A級戦犯のまつられる靖國神社にこのほど、日本の國會議員168人が大規模な集団參拝を行った。同時に、日本の右翼団體約80人が日本國旗をつけた漁船10艘に乗り込み、釣魚島(日本側呼稱は尖閣諸島)への接近を試みた。海と陸とのこの行動は、偶然とは思われない。中國人と韓國人にとっては、火に油を注ぐ挑戦と見られる行動となった。シンガポール紙「聯合早報」社説が伝えた。
日本が中韓と爭う釣魚島と竹島(韓國側呼稱獨島)の主権問題は現在、緊張のピークに達しつつある。安倍內閣はこうした時期になぜ、隣國の敏感な神経を刺激することをいとわず、獨斷専行を進め、必要のない右翼の挑戦行為を許しておくのだろうか。一つの解釈としては、日本が7月に參議院選挙を控えていることが挙げられる。昨年末の衆議院選挙で自民黨は多數の議席を獲得した。しかし參議院の議席は過半數に達していない。安倍はここでさらに努力を重ね、參議院でも多數派につけ、政権を安定化することを望んでいる。
しかし東中國海でのにらみ合いは、武力衝突の可能性をこれまでにないほど高めている。隣國関係の緊張が高まる中で、靖國神社への參拝を決行したのが、もしも國內政治のためだとすればどうだろうか。一觸即発の國際狀況下で、小さな利益のために大きな害への配慮を怠ることは、賢くないと言うにとどまらず、愚の骨頂であるとは言えないだろうか。
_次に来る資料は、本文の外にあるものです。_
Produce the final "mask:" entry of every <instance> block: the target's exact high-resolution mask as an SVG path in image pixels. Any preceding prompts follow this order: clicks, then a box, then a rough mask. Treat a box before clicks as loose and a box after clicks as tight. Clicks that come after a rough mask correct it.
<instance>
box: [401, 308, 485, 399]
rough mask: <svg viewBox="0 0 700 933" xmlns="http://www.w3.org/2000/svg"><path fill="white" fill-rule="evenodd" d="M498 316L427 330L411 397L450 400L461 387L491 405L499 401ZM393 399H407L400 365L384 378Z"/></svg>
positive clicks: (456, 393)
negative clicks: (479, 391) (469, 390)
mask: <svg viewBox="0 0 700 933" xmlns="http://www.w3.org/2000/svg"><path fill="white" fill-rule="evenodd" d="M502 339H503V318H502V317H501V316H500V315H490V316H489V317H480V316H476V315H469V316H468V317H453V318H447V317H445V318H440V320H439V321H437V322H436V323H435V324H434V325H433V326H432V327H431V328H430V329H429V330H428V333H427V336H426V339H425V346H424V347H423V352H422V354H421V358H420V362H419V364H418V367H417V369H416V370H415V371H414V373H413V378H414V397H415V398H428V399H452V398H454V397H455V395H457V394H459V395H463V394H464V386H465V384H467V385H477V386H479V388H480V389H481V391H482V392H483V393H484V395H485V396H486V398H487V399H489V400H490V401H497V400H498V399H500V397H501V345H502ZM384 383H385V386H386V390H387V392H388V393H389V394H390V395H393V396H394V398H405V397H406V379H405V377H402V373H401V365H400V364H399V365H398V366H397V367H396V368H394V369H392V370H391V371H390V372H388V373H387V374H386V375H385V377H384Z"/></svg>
安倍首相は12月の就任後、“アベノミクス”の実行で一定の成果を上げた。世論調査での支持率も上がり、自信を付けた安倍政権は、隣國との島の主権爭いにおいて非妥協的な態度を強硬に取り、國內右翼勢力を助長している。さらに中國と島の主権爭いを抱えるASEAN加盟國への接近を試み、中國との対立をあおり、問題を複雑化している。こうした瀬戸際外交は、「朝日新聞」の社説にあるように、靖國という“火種”をまくものである。自ら進んでこれを抑え、適時に手を引かなければ、その火はやがて自分に帰ってくることになるだろう。